5th April 1999


Never before has this happened. Even the slimmest of weeks in the past have seen at least one single worth buying. Not so for 5th April 1999, the day the music died (temporarily, we have to hope). However, two singles were released this week that have to be mentioned. Whilst I could not find it within myself to part with hard cash in order that I vent my spleen all over the b-sides as well, neither could I let these two musical travesties escape unharmed into an unsuspecting world. The culprits? Read on....


Non Single of the Week 1

"Promises" by The Cranberries

Jumping Jesus Jones on a stick, what fresh monstrosity is this? Best (worst?) experienced with the disastrously misdirected video (a cross between The Crow and carry On Cowboy, with the best bits of both hacked off with a rusty meat cleaver), "Promises" is the sound of the devil's backside after a particularly dodgy curry. Dolores, bleached of hair and leather of trousers, belts out this raucous rock racket in a manner than only Q readers could love. And all the while, that intensely irratiting vocal whine buzzes round your head like a particularly annoying wasp.

Take 'em away and book 'em.

Rating: PAH!


Non Single of the Week 2

"Barbarella" by Alisha's Attic

But the crimes of the Cranberries pale into mildly annoying insignificance when compared to this steaming pile of inane, turgid nonsense. Now, Belisha's Beacon have burbled away relatively inoffensively in the past, treading the Shakespeare's Sister path of least resistance - music for the cast of This Life to eat dinner by. But now, "Barbarella" - although as musically forgettable and throwaway as anything they've done before - spews forth onto the scene like a burst colostomy bag.
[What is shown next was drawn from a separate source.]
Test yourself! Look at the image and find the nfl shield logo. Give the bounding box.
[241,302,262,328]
What has caused my bile to rise so readily here are the lyrics. They are written by your gran. To wit:

"It's more like Barbarella, Barbarella
Not like the old fifties glamour
Do you remember glamour on Sunset Boulevard?
(Do you remember, do you remember?)
When ladies were ladies and men were men?
But now the future's taken over
We're out of control again.

Virtual reality isn't real
"

FUCK OFF! FUCK OFF, FUCK OFF, FUCK OFF!!! F-U-C-K O-F-F!!! FUCK OFF!!!!!

Ahem. I mean, for fuck's sake - how old are these pair of arseholes meant to be? "Do I remember glamour on Sunset Boulevard"?? Of course I fucking don't! I'm too young! But - ironically - I'm older than either of these slappers!

But oh yes, the future's a terrible thing isn't it? Not like the old days when all this was fields, and you could catch tuberculosis walking to and from the shops (no buses in them days, y'know). And they let you into the pictures for two empty jam jars and a couple of copies of The Beano (if you got time off from cleaning the chimneys).

So...only releasing your single on 78rpm then girls??

And the video is pish too; featuring as it does the two dozy bints prannying about pretending to be glamourous, whilst in reality the director, cameraman and half the rest of the males watching are having a frenzied hand shandy over the blatant lesbian overtones.

Take 'em away and shoot 'em.

Rating: HAH!

Time for my lie down again, isn't it?